La brevità del testo

Succede che l’altra mattina, erano le sei e venti, ho sentito Haoran che mi chiamava dal terrazzo, «Luca! Luca!» Io ero sul divano, dormivo, però la sua voce mi era entrata nel sonno, diceva: «Luca ciao, vado Cina io». Dopo, mi era presa una botta di sconforto, enorme, per non essermi alzato a salutarlo; sarebbe stato via per un mese e più, come tutte le estati. Invece quand’ero tornato a casa, la sera, Haoran era sul suo terrazzo, mangiava un cornetto. Gli ho chiesto: «Ma non sei andato in Cina?». «Mi sono sbaiato. Sono andato Milano». Poi succede che mi ha scritto la direzione editoriale di Mondadori: «Gentile Luca Tosi, abbiamo ricevuto e letto con interesse il suo romanzo, che ci ha favorevolmente impressionato.
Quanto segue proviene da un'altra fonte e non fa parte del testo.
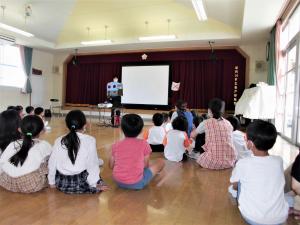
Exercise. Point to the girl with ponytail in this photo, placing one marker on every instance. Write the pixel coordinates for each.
(23, 165)
(74, 164)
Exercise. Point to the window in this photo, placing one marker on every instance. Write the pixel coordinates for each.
(287, 119)
(11, 67)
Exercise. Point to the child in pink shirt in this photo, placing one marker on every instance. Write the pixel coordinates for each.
(130, 156)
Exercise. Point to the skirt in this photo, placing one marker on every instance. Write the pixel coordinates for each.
(75, 184)
(29, 183)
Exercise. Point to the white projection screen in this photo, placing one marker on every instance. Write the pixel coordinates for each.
(145, 85)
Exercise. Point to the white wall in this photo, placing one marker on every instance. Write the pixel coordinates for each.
(50, 85)
(256, 52)
(41, 84)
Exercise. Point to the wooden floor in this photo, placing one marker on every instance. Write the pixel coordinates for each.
(183, 194)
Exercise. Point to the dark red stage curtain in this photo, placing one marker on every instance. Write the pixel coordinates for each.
(201, 77)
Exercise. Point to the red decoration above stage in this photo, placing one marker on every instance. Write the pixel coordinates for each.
(201, 77)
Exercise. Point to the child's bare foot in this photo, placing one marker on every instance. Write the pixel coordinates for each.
(102, 187)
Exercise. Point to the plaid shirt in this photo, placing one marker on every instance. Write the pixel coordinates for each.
(29, 183)
(219, 150)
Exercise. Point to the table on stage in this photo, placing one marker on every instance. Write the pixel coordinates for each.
(102, 109)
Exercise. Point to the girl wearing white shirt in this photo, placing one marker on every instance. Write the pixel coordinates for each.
(176, 141)
(23, 165)
(155, 135)
(73, 164)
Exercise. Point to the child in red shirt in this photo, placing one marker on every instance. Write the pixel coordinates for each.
(130, 156)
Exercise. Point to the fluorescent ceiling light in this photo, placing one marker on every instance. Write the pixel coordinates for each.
(97, 42)
(199, 8)
(15, 30)
(157, 38)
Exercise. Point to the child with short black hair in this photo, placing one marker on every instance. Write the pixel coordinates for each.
(259, 179)
(218, 150)
(73, 164)
(182, 110)
(199, 139)
(155, 135)
(167, 124)
(23, 165)
(238, 138)
(130, 156)
(39, 111)
(29, 110)
(176, 141)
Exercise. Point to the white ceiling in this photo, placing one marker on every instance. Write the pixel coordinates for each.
(61, 24)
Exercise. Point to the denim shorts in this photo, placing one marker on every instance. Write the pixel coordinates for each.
(139, 185)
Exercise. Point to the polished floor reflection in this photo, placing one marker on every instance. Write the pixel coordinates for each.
(183, 194)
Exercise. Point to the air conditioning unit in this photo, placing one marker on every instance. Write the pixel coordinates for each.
(7, 40)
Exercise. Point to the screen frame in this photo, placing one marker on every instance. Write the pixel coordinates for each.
(147, 106)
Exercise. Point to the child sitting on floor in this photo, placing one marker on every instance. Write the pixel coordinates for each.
(23, 165)
(238, 138)
(73, 164)
(130, 156)
(155, 135)
(218, 151)
(259, 180)
(176, 141)
(199, 139)
(29, 110)
(167, 124)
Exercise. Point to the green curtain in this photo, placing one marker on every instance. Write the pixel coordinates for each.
(272, 59)
(27, 67)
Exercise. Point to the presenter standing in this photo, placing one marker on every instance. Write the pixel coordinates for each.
(114, 93)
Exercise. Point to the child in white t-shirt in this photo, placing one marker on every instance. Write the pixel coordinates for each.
(23, 165)
(167, 121)
(155, 135)
(238, 138)
(176, 141)
(259, 180)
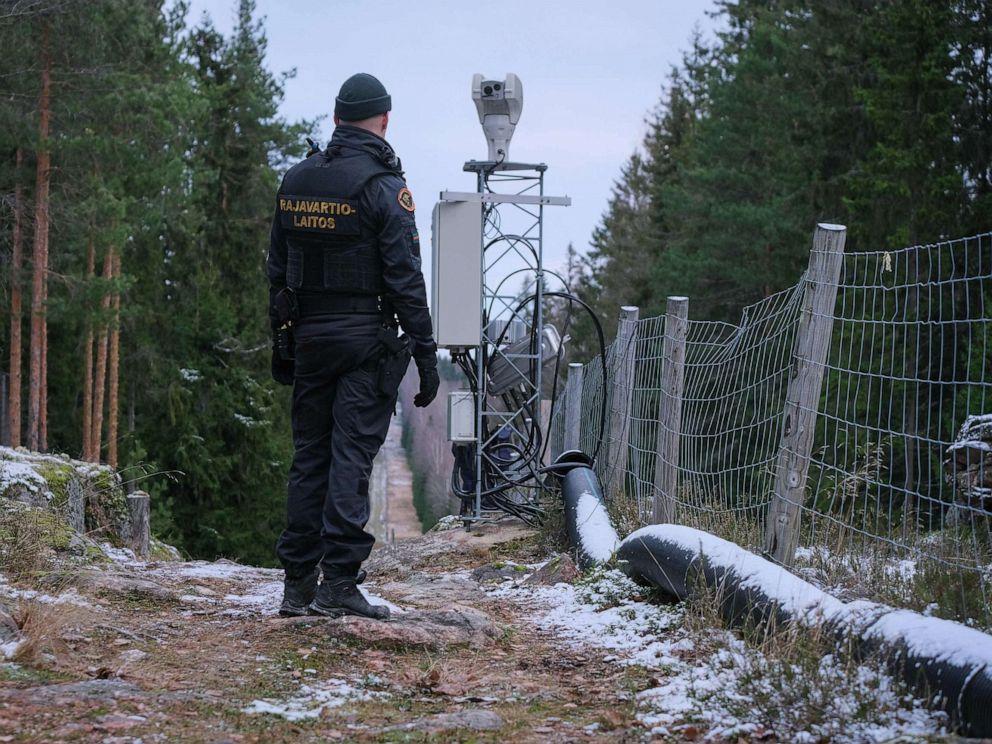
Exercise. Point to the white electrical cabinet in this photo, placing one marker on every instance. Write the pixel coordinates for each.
(461, 416)
(456, 260)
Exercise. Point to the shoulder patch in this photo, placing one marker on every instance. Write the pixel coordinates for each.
(405, 198)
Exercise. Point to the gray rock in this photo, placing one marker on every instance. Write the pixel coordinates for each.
(113, 582)
(90, 689)
(559, 570)
(491, 574)
(433, 590)
(473, 719)
(432, 630)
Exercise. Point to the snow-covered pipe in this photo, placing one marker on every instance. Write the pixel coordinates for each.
(934, 656)
(589, 528)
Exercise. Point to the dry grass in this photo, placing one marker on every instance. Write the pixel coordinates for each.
(29, 539)
(42, 627)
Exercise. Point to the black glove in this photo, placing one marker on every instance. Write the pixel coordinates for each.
(429, 380)
(282, 369)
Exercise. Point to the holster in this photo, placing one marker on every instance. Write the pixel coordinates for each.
(393, 363)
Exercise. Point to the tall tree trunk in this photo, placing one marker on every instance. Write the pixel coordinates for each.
(100, 377)
(16, 259)
(43, 387)
(88, 357)
(40, 252)
(112, 382)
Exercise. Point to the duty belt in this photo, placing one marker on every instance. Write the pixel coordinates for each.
(325, 304)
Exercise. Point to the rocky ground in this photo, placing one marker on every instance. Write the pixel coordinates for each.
(493, 638)
(194, 651)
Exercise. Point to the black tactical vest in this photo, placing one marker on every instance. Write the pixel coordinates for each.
(331, 248)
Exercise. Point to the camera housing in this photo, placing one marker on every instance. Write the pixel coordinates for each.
(499, 103)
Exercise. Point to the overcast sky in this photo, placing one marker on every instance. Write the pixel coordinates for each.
(590, 73)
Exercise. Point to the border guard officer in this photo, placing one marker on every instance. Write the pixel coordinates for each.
(343, 267)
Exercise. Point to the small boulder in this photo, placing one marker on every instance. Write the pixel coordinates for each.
(112, 582)
(559, 570)
(432, 630)
(472, 719)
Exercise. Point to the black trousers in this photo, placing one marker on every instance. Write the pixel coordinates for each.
(340, 420)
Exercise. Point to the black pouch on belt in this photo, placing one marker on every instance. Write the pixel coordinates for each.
(392, 364)
(287, 311)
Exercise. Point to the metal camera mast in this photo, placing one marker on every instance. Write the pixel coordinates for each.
(496, 426)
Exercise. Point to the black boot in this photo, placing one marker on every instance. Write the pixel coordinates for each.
(297, 594)
(340, 596)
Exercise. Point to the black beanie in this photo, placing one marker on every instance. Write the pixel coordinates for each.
(361, 97)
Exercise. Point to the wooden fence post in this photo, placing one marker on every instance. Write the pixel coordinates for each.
(139, 505)
(803, 394)
(666, 469)
(573, 407)
(623, 390)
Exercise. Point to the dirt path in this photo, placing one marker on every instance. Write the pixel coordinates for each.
(391, 491)
(194, 652)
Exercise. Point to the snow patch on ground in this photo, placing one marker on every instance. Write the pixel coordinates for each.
(602, 612)
(311, 700)
(9, 649)
(712, 681)
(69, 596)
(20, 474)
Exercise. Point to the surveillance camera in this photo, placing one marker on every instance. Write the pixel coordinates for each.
(499, 103)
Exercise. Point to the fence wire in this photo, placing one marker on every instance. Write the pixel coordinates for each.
(898, 497)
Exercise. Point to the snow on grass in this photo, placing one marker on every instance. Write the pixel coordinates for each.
(601, 612)
(225, 570)
(70, 596)
(736, 691)
(599, 539)
(709, 680)
(311, 700)
(123, 556)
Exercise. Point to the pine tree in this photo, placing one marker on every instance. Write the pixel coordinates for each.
(16, 265)
(39, 282)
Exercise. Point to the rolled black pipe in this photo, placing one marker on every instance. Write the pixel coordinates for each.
(589, 529)
(962, 687)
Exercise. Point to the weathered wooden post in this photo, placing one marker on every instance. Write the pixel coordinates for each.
(623, 391)
(546, 428)
(139, 505)
(573, 407)
(803, 394)
(666, 469)
(76, 505)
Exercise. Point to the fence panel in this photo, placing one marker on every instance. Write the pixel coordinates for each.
(897, 502)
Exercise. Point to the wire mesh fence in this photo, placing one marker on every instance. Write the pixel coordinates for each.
(897, 500)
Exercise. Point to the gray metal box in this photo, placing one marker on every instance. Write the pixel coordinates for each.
(456, 266)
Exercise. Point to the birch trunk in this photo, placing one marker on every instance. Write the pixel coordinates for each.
(40, 252)
(114, 352)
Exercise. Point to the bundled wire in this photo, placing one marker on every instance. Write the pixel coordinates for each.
(502, 475)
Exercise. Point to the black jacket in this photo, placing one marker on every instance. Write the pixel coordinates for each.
(344, 225)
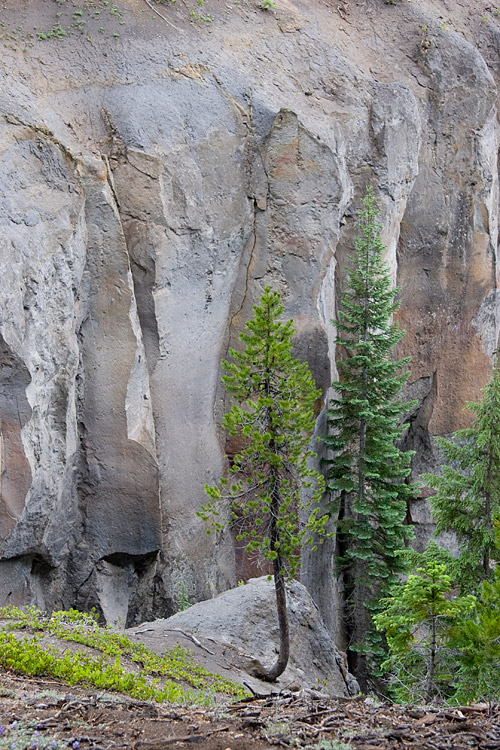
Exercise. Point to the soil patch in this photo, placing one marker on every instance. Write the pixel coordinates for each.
(41, 713)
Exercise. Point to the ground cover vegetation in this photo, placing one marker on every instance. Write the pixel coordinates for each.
(120, 664)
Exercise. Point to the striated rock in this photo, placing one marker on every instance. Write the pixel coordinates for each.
(151, 185)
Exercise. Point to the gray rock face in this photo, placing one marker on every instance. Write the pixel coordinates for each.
(150, 186)
(244, 618)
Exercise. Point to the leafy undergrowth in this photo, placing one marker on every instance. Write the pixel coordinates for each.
(120, 665)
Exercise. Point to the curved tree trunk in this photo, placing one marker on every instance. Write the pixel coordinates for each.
(279, 585)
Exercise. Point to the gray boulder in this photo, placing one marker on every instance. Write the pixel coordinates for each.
(243, 621)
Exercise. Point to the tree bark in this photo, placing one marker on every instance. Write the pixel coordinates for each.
(279, 586)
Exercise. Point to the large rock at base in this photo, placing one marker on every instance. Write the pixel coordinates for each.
(244, 619)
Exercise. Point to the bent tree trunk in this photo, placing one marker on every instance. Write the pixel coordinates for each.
(279, 586)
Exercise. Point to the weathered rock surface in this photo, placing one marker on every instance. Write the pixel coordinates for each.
(244, 623)
(151, 184)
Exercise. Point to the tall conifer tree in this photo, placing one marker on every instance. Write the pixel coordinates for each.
(367, 472)
(467, 498)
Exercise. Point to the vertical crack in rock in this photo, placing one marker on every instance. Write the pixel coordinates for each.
(15, 411)
(119, 494)
(448, 241)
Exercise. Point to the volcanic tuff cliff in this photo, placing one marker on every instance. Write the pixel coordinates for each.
(154, 177)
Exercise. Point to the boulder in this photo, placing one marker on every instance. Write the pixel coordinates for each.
(240, 628)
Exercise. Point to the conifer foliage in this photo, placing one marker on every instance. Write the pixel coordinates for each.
(367, 472)
(467, 498)
(274, 396)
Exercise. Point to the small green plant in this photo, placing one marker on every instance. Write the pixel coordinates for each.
(478, 640)
(416, 620)
(29, 656)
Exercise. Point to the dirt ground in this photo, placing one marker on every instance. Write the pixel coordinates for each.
(40, 713)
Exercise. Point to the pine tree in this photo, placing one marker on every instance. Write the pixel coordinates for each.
(367, 473)
(274, 396)
(467, 498)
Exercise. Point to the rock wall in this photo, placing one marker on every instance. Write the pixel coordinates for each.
(150, 186)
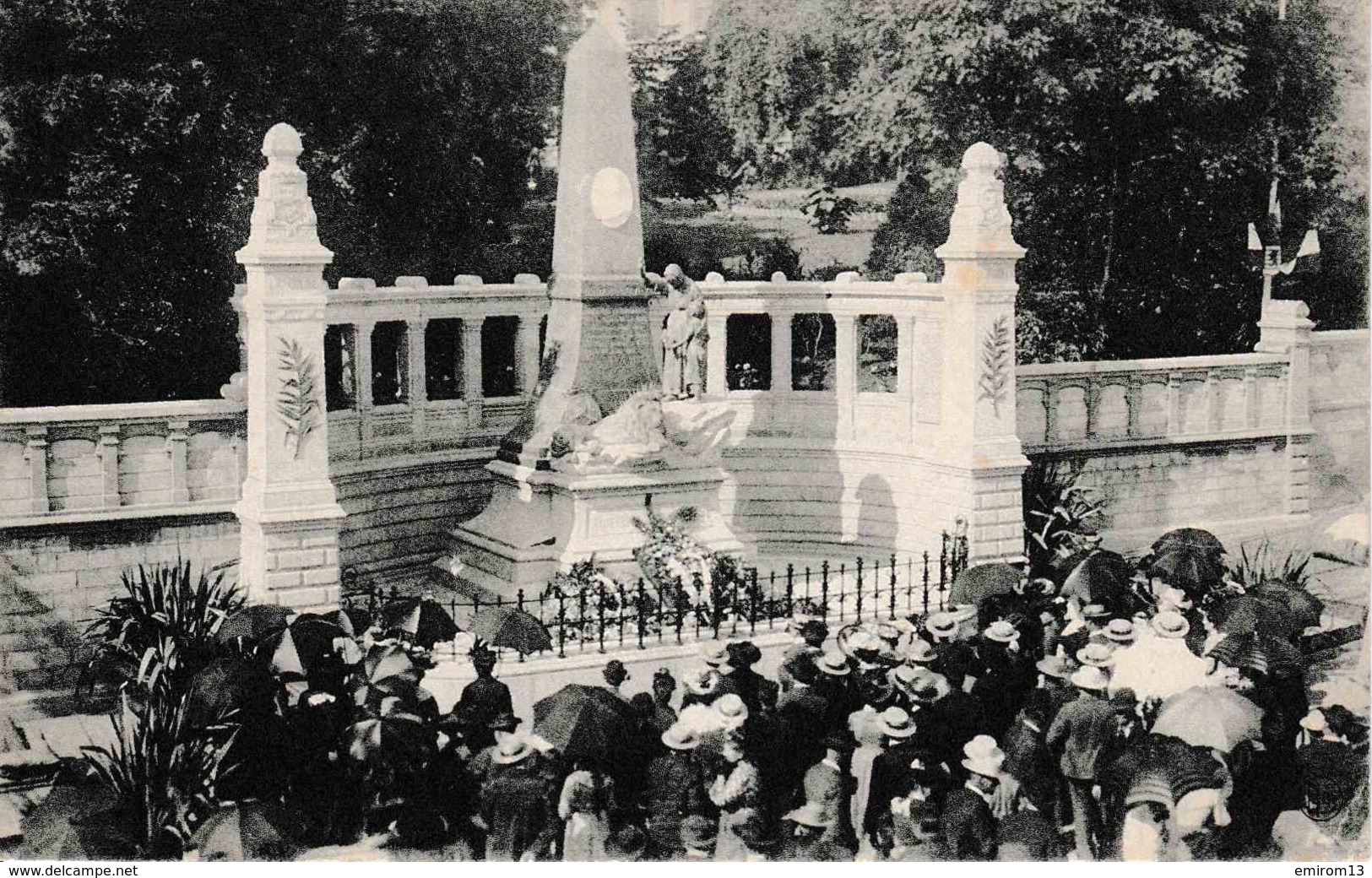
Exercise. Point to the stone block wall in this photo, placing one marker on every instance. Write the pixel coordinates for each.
(1218, 486)
(54, 579)
(399, 515)
(1339, 415)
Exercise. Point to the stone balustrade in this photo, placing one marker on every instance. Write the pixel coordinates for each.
(413, 369)
(844, 362)
(1086, 406)
(70, 464)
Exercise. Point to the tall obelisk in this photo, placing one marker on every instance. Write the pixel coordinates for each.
(599, 333)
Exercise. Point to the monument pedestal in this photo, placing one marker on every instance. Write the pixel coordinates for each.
(542, 522)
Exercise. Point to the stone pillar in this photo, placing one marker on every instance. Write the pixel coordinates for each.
(845, 371)
(472, 369)
(289, 515)
(1286, 328)
(976, 446)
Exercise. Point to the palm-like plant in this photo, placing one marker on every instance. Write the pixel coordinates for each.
(158, 605)
(160, 768)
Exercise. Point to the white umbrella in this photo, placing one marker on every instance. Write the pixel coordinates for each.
(1157, 667)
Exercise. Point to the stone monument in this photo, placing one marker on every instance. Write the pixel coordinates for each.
(597, 443)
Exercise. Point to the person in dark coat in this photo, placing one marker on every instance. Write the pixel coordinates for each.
(1082, 734)
(519, 805)
(811, 838)
(968, 827)
(663, 687)
(801, 656)
(674, 790)
(1028, 757)
(891, 770)
(483, 700)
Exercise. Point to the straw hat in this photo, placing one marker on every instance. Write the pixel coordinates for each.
(713, 653)
(702, 682)
(896, 724)
(811, 814)
(1315, 722)
(833, 663)
(1090, 678)
(1057, 665)
(731, 711)
(941, 626)
(1097, 654)
(512, 750)
(681, 737)
(921, 652)
(1170, 625)
(1001, 631)
(983, 756)
(1120, 631)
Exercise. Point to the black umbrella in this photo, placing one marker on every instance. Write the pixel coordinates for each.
(1104, 577)
(226, 684)
(1189, 568)
(250, 830)
(423, 621)
(300, 648)
(512, 629)
(585, 722)
(1189, 538)
(983, 581)
(1266, 654)
(252, 623)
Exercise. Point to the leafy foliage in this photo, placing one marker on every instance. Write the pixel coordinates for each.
(1137, 146)
(684, 147)
(160, 767)
(1060, 515)
(1266, 566)
(129, 143)
(827, 212)
(296, 402)
(165, 618)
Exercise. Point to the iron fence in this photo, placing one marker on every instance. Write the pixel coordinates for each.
(643, 614)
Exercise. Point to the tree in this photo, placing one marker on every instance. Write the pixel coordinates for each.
(129, 140)
(774, 68)
(684, 147)
(1136, 138)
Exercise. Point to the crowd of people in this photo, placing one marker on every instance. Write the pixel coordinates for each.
(1031, 728)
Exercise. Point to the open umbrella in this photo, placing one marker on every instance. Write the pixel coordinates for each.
(1304, 608)
(1191, 538)
(1255, 614)
(423, 621)
(252, 623)
(983, 581)
(226, 684)
(397, 739)
(512, 629)
(1189, 568)
(301, 647)
(248, 830)
(1102, 577)
(1211, 717)
(588, 722)
(1257, 652)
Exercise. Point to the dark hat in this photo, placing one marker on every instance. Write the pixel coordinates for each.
(504, 720)
(615, 671)
(698, 833)
(744, 654)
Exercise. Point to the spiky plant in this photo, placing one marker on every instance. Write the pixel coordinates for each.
(160, 770)
(158, 605)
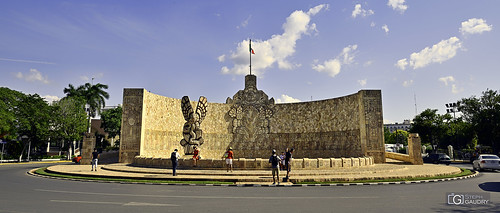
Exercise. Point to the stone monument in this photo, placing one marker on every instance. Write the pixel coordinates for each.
(191, 131)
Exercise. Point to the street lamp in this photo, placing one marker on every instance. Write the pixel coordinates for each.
(24, 137)
(452, 108)
(3, 146)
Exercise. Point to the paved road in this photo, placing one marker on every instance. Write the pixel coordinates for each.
(22, 193)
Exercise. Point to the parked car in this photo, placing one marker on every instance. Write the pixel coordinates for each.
(437, 158)
(486, 161)
(77, 159)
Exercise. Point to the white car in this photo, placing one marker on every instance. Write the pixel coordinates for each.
(486, 162)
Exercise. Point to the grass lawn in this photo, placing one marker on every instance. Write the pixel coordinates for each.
(465, 172)
(42, 171)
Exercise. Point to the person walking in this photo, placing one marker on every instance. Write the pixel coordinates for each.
(288, 161)
(229, 155)
(196, 156)
(95, 157)
(282, 162)
(275, 162)
(174, 157)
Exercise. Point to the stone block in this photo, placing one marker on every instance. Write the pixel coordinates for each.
(243, 163)
(336, 162)
(346, 162)
(323, 163)
(251, 164)
(156, 162)
(355, 162)
(310, 163)
(148, 161)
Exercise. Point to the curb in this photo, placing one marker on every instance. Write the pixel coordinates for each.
(476, 173)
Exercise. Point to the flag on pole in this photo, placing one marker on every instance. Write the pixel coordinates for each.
(251, 50)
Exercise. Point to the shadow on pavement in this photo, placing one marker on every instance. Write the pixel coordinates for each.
(490, 186)
(492, 207)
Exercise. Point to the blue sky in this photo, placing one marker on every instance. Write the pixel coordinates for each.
(433, 51)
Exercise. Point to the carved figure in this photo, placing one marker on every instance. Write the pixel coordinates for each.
(191, 131)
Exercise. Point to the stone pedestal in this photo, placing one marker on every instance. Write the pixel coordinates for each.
(414, 149)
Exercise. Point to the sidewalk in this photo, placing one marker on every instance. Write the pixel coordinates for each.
(378, 171)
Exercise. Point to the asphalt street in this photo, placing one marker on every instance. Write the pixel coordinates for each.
(20, 192)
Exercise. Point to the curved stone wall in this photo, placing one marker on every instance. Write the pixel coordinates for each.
(258, 163)
(349, 126)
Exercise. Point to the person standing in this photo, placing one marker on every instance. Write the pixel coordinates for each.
(282, 163)
(174, 157)
(95, 157)
(275, 162)
(196, 156)
(288, 161)
(229, 159)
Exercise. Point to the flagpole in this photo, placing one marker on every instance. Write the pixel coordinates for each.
(250, 51)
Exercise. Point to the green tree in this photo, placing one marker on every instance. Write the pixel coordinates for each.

In modo particolare il tono e il ritmo della scrittura ci sono sembrati appropriati alla quotidianità della storia raccontata. Purtroppo però i nostri programmi editoriali e, soprattutto, la brevità del testo non ci consentono al momento di prenderlo in considerazione per una eventuale pubblicazione. Rimaniamo però disponibili, per il futuro, a leggere gli altri suoi lavori, magari più strutturati e articolati, che vorrà sottoporci.» La brevità del testo, ho pensato, ve’ cosa mi scrivono: io lo sapevo che con un racconto lungo, o un romanzo breve, quello che è, non si va da nessuna parte. Poi succede che niente, lavoro molto, cerco un bilocale. Poi che mi è calata la vista, vedo dei puntini neri qua e là, macchioline che si spostano, come moscerini; una mia amica oculista ha detto che è questione di collagene, quando s’invecchia è normale. Poi mi bussa forte il cuore, a certi orari, e io sobbalzo sulla sedia; ammetto che un po’ mi spavento, mentre leggo o scrivo, però mi ricorda che ci sono; tutto sommato, sono durato anche abbastanza, 28 anni, mica è poco.